Class ORCSchemaUtil


  • public final class ORCSchemaUtil
    extends java.lang.Object
    Utilities for mapping Iceberg to ORC schemas.
    • Field Summary

      Fields 
      Modifier and Type Field Description
      static java.lang.String ICEBERG_BINARY_TYPE_ATTRIBUTE
      The name of the ORC TypeDescription attribute indicating the Iceberg type corresponding to an ORC binary type.
      static java.lang.String ICEBERG_LONG_TYPE_ATTRIBUTE
      The name of the ORC TypeDescription attribute indicating the Iceberg type corresponding to an ORC long type.
    • Method Summary

      All Methods Static Methods Concrete Methods 
      Modifier and Type Method Description
      static org.apache.orc.TypeDescription buildOrcProjection​(Schema schema, org.apache.orc.TypeDescription originalOrcSchema)
      Converts an Iceberg schema to a corresponding ORC schema within the context of an existing ORC file schema.
      static org.apache.orc.TypeDescription convert​(Schema schema)  
      static Schema convert​(org.apache.orc.TypeDescription orcSchema)
      Convert an ORC schema to an Iceberg schema.
      static int fieldId​(org.apache.orc.TypeDescription orcType)  
      static java.util.Map<java.lang.Integer,​java.lang.String> idToOrcName​(Schema schema)
      Generates mapping from field IDs to ORC qualified names.
      • Methods inherited from class java.lang.Object

        clone, equals, finalize, getClass, hashCode, notify, notifyAll, toString, wait, wait, wait
    • Field Detail

      • ICEBERG_BINARY_TYPE_ATTRIBUTE

        public static final java.lang.String ICEBERG_BINARY_TYPE_ATTRIBUTE
        The name of the ORC TypeDescription attribute indicating the Iceberg type corresponding to an ORC binary type. The values for this attribute are denoted in BinaryType.
        See Also:
        Constant Field Values
      • ICEBERG_LONG_TYPE_ATTRIBUTE

        public static final java.lang.String ICEBERG_LONG_TYPE_ATTRIBUTE
        The name of the ORC TypeDescription attribute indicating the Iceberg type corresponding to an ORC long type. The values for this attribute are denoted in LongType.
        See Also:
        Constant Field Values
    • Method Detail

      • convert

        public static org.apache.orc.TypeDescription convert​(Schema schema)
      • convert

        public static Schema convert​(org.apache.orc.TypeDescription orcSchema)
        Convert an ORC schema to an Iceberg schema. This method handles the convertion from the original Iceberg column mapping IDs if present in the ORC column attributes, otherwise, ORC columns with no Iceberg IDs will be ignored and skipped in the conversion.
        Returns:
        the Iceberg schema
        Throws:
        java.lang.IllegalArgumentException - if ORC schema has no columns with Iceberg ID attributes
      • buildOrcProjection

        public static org.apache.orc.TypeDescription buildOrcProjection​(Schema schema,
                                                                        org.apache.orc.TypeDescription originalOrcSchema)
        Converts an Iceberg schema to a corresponding ORC schema within the context of an existing ORC file schema. This method also handles schema evolution from the original ORC file schema to the given Iceberg schema. It builds the desired reader schema with the schema evolution rules and pass that down to the ORC reader, which would then use its schema evolution to map that to the writer’s schema.

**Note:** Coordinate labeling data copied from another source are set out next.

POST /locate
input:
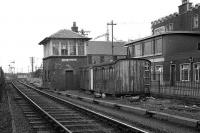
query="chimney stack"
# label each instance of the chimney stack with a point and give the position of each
(74, 27)
(186, 6)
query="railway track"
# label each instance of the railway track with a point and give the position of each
(63, 116)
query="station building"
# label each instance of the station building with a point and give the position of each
(175, 55)
(186, 19)
(66, 51)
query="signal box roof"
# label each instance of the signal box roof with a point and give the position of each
(64, 34)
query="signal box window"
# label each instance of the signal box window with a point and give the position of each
(198, 46)
(196, 21)
(197, 72)
(184, 72)
(171, 26)
(158, 46)
(148, 48)
(64, 49)
(55, 49)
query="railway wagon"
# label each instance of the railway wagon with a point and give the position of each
(2, 78)
(122, 77)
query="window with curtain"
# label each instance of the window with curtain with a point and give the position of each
(158, 46)
(196, 72)
(148, 48)
(55, 47)
(72, 45)
(64, 48)
(138, 50)
(184, 72)
(81, 48)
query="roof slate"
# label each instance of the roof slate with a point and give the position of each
(64, 34)
(105, 48)
(162, 34)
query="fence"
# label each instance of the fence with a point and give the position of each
(178, 88)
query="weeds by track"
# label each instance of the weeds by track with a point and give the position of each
(64, 116)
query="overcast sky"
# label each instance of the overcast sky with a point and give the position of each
(24, 23)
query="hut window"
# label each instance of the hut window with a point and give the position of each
(80, 48)
(184, 72)
(138, 50)
(198, 46)
(148, 48)
(55, 47)
(72, 45)
(64, 49)
(158, 46)
(196, 71)
(102, 59)
(196, 21)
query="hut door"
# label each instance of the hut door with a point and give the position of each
(172, 74)
(69, 79)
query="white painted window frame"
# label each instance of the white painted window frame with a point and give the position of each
(183, 69)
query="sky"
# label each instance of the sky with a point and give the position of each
(24, 23)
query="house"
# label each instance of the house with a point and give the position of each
(187, 19)
(175, 55)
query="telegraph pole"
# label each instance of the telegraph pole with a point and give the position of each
(32, 63)
(112, 24)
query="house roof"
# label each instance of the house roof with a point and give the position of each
(163, 34)
(64, 34)
(105, 48)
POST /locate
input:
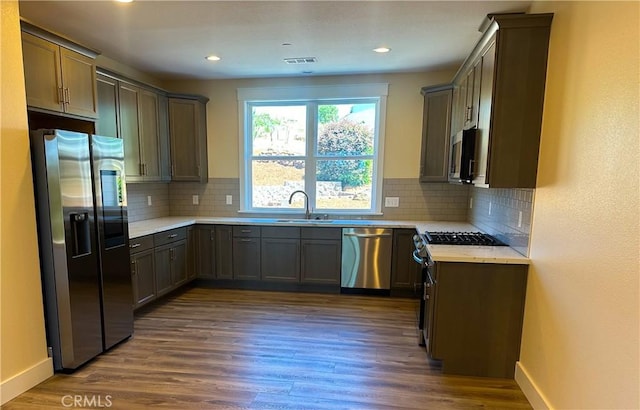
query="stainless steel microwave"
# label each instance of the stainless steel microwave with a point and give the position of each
(461, 165)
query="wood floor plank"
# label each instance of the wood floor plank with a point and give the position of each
(234, 349)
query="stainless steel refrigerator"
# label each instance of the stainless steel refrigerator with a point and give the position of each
(84, 246)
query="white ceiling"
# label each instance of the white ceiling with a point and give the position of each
(170, 39)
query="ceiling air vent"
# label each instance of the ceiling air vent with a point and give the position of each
(300, 60)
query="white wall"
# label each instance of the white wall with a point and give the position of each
(23, 347)
(580, 345)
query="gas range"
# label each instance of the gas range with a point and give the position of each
(450, 238)
(461, 238)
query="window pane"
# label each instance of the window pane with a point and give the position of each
(346, 129)
(274, 181)
(279, 130)
(344, 184)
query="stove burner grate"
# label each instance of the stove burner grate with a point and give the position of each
(462, 238)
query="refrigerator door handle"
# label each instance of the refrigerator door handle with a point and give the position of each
(80, 233)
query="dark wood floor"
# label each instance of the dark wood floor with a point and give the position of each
(229, 349)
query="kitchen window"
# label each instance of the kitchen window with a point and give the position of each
(326, 141)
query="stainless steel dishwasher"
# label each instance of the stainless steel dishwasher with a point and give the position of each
(366, 258)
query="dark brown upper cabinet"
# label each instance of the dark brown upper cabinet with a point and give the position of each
(436, 121)
(188, 136)
(505, 76)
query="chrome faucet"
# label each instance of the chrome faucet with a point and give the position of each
(307, 213)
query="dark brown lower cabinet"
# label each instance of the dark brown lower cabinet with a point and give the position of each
(171, 266)
(142, 270)
(246, 252)
(476, 314)
(206, 251)
(280, 254)
(191, 252)
(224, 252)
(405, 272)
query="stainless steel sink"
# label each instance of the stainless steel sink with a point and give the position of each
(305, 221)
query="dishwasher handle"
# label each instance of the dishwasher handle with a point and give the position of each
(367, 235)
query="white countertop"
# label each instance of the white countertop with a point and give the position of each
(439, 253)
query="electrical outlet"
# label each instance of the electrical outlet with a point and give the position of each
(391, 202)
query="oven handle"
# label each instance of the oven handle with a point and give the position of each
(418, 258)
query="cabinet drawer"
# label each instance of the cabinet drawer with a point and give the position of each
(321, 233)
(141, 244)
(289, 232)
(170, 236)
(246, 231)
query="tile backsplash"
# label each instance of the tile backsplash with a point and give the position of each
(504, 213)
(138, 207)
(417, 201)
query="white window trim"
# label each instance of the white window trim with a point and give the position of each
(323, 92)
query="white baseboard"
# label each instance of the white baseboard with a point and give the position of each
(21, 382)
(530, 390)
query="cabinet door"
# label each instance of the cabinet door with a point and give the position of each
(143, 274)
(320, 261)
(484, 119)
(206, 243)
(187, 133)
(163, 260)
(456, 112)
(405, 273)
(178, 263)
(192, 252)
(108, 120)
(246, 258)
(435, 136)
(42, 72)
(280, 259)
(474, 95)
(163, 136)
(79, 82)
(224, 252)
(129, 126)
(148, 134)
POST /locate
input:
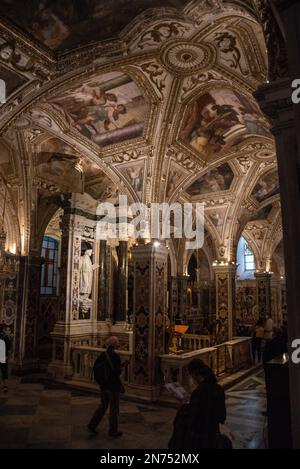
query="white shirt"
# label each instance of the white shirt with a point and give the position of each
(2, 351)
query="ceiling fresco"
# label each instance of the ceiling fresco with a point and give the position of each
(220, 119)
(215, 180)
(203, 138)
(108, 109)
(65, 24)
(266, 187)
(59, 163)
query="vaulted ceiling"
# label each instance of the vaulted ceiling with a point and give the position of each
(163, 111)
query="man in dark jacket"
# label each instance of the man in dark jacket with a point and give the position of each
(110, 390)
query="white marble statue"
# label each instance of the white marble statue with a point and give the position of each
(86, 268)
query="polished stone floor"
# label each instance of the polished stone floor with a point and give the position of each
(34, 415)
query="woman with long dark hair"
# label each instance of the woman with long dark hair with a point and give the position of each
(196, 425)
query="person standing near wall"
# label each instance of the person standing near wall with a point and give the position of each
(107, 372)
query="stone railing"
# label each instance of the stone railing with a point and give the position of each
(83, 359)
(174, 367)
(191, 342)
(231, 356)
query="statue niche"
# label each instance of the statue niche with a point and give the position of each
(86, 269)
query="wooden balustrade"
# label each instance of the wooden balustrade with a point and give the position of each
(191, 342)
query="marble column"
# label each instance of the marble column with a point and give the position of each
(263, 294)
(225, 299)
(121, 310)
(27, 311)
(182, 298)
(275, 101)
(102, 313)
(149, 309)
(75, 323)
(173, 298)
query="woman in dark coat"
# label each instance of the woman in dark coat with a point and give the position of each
(196, 425)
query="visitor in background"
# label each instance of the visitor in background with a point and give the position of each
(4, 352)
(257, 338)
(108, 365)
(275, 347)
(268, 327)
(196, 425)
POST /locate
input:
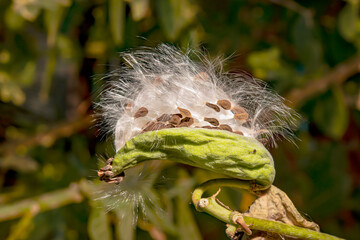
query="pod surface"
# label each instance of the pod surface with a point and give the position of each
(216, 150)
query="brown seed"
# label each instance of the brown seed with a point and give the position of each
(141, 112)
(186, 122)
(109, 161)
(184, 112)
(239, 132)
(225, 104)
(202, 76)
(164, 118)
(106, 168)
(108, 174)
(158, 81)
(159, 126)
(175, 119)
(149, 126)
(212, 121)
(128, 107)
(213, 106)
(238, 110)
(241, 116)
(225, 127)
(264, 141)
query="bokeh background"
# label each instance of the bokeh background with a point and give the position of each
(53, 55)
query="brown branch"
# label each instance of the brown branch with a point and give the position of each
(75, 193)
(337, 76)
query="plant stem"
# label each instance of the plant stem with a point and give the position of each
(212, 207)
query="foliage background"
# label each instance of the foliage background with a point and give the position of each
(52, 55)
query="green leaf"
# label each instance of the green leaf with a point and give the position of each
(263, 62)
(139, 8)
(347, 21)
(331, 115)
(174, 16)
(117, 20)
(307, 43)
(125, 226)
(98, 224)
(186, 223)
(53, 19)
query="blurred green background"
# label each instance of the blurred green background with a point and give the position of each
(53, 54)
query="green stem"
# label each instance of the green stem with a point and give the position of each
(212, 207)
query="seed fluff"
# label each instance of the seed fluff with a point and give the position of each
(163, 88)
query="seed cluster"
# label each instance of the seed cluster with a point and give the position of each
(106, 174)
(184, 118)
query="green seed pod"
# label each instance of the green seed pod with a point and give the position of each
(219, 151)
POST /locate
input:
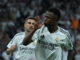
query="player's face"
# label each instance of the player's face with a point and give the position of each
(50, 18)
(30, 25)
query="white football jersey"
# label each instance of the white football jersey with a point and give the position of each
(49, 45)
(22, 52)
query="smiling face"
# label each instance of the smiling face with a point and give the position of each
(50, 19)
(30, 24)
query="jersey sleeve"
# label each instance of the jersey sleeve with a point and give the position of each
(67, 42)
(12, 42)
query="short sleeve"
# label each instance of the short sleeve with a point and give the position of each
(68, 45)
(36, 35)
(12, 42)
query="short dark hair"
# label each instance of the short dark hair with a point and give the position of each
(33, 18)
(55, 11)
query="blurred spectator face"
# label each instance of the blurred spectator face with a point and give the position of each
(29, 24)
(50, 19)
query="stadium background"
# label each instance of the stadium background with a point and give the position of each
(14, 12)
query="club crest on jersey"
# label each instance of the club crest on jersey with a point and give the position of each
(57, 39)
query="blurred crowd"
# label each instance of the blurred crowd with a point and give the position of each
(14, 12)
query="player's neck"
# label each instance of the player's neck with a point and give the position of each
(52, 29)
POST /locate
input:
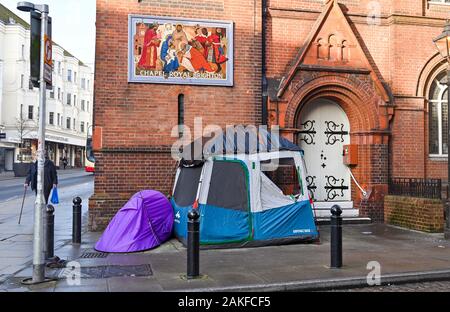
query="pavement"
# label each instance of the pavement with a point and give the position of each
(16, 247)
(9, 175)
(404, 257)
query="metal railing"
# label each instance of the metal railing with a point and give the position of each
(422, 188)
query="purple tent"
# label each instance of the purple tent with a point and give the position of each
(145, 222)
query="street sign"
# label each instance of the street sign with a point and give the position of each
(35, 50)
(48, 60)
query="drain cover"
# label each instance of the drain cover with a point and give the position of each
(116, 271)
(93, 255)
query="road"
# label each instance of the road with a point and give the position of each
(16, 245)
(443, 286)
(13, 188)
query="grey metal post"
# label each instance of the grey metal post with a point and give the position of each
(50, 232)
(76, 222)
(336, 237)
(447, 204)
(193, 244)
(39, 208)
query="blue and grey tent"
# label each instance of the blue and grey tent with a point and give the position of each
(238, 201)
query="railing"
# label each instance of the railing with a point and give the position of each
(422, 188)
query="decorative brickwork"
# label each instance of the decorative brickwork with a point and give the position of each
(372, 67)
(420, 214)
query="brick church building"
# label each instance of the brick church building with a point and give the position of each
(355, 75)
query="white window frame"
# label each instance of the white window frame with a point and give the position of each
(439, 102)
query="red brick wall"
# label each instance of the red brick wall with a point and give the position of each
(136, 119)
(420, 214)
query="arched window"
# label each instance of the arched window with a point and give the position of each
(438, 116)
(322, 52)
(345, 51)
(333, 48)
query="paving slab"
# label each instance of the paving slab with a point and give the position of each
(137, 284)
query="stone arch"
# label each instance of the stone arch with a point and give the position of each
(354, 96)
(435, 65)
(333, 54)
(322, 52)
(345, 51)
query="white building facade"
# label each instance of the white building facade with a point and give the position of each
(69, 103)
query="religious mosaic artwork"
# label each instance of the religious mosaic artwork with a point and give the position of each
(180, 51)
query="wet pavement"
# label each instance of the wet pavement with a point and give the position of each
(16, 246)
(400, 253)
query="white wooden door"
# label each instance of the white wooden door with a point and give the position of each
(324, 130)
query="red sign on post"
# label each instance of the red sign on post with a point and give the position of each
(48, 60)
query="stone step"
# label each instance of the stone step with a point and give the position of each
(345, 220)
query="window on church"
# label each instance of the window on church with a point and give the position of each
(438, 116)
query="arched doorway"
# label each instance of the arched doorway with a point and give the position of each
(324, 130)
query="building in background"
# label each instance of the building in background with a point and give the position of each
(69, 103)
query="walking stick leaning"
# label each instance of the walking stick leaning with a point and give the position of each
(23, 201)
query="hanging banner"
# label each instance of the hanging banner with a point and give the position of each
(180, 51)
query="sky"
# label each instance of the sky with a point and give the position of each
(73, 25)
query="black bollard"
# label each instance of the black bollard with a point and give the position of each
(76, 223)
(336, 237)
(49, 232)
(193, 252)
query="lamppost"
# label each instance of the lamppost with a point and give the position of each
(443, 45)
(39, 208)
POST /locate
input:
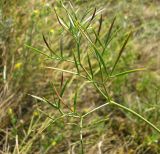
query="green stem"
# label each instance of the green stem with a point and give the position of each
(81, 135)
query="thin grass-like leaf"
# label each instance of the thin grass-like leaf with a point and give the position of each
(62, 91)
(62, 80)
(120, 53)
(100, 27)
(60, 98)
(76, 64)
(90, 65)
(75, 102)
(66, 71)
(128, 72)
(61, 22)
(102, 61)
(44, 100)
(108, 36)
(109, 31)
(45, 41)
(61, 47)
(38, 51)
(98, 39)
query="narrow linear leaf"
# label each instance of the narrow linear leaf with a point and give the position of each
(62, 80)
(78, 50)
(45, 41)
(128, 72)
(44, 100)
(98, 39)
(75, 102)
(61, 47)
(76, 64)
(60, 98)
(120, 53)
(61, 22)
(92, 17)
(102, 61)
(38, 51)
(109, 31)
(100, 26)
(90, 65)
(62, 92)
(108, 36)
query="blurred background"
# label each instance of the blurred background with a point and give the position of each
(23, 72)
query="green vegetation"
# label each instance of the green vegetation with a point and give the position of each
(76, 78)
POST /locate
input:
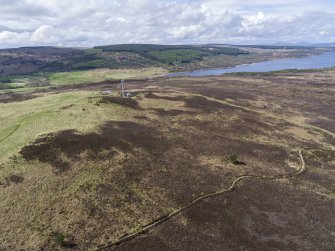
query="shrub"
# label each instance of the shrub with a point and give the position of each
(233, 159)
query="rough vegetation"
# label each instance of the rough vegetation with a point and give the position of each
(79, 170)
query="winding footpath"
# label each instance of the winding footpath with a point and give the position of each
(221, 191)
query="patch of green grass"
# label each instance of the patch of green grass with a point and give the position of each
(22, 122)
(77, 77)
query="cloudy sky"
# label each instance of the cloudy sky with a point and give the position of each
(87, 23)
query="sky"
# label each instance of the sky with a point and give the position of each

        Example: Iceberg writer ORC writer struct<a (1): int, b (2): string> struct<a: int, b: string> struct<a (1): struct<b (2): string, c (3): date>> struct<a: struct<b:string, c:date>> Iceberg reader ORC reader struct<a (2): string, c (3): date> struct<b: string, c: date> struct<aa (1): struct<cc (3): date, bb (2): string>> struct<a: struct<c:date, b:string>>

        Parameters:
        schema - an Iceberg schema
        originalOrcSchema - an existing ORC file schema
        Returns:
        the resulting ORC schema
      • fieldId

        public static int fieldId​(org.apache.orc.TypeDescription orcType)
      • idToOrcName

        public static java.util.Map<java.lang.Integer,​java.lang.String> idToOrcName​(Schema schema)
        Generates mapping from field IDs to ORC qualified names. See IdToOrcName for details.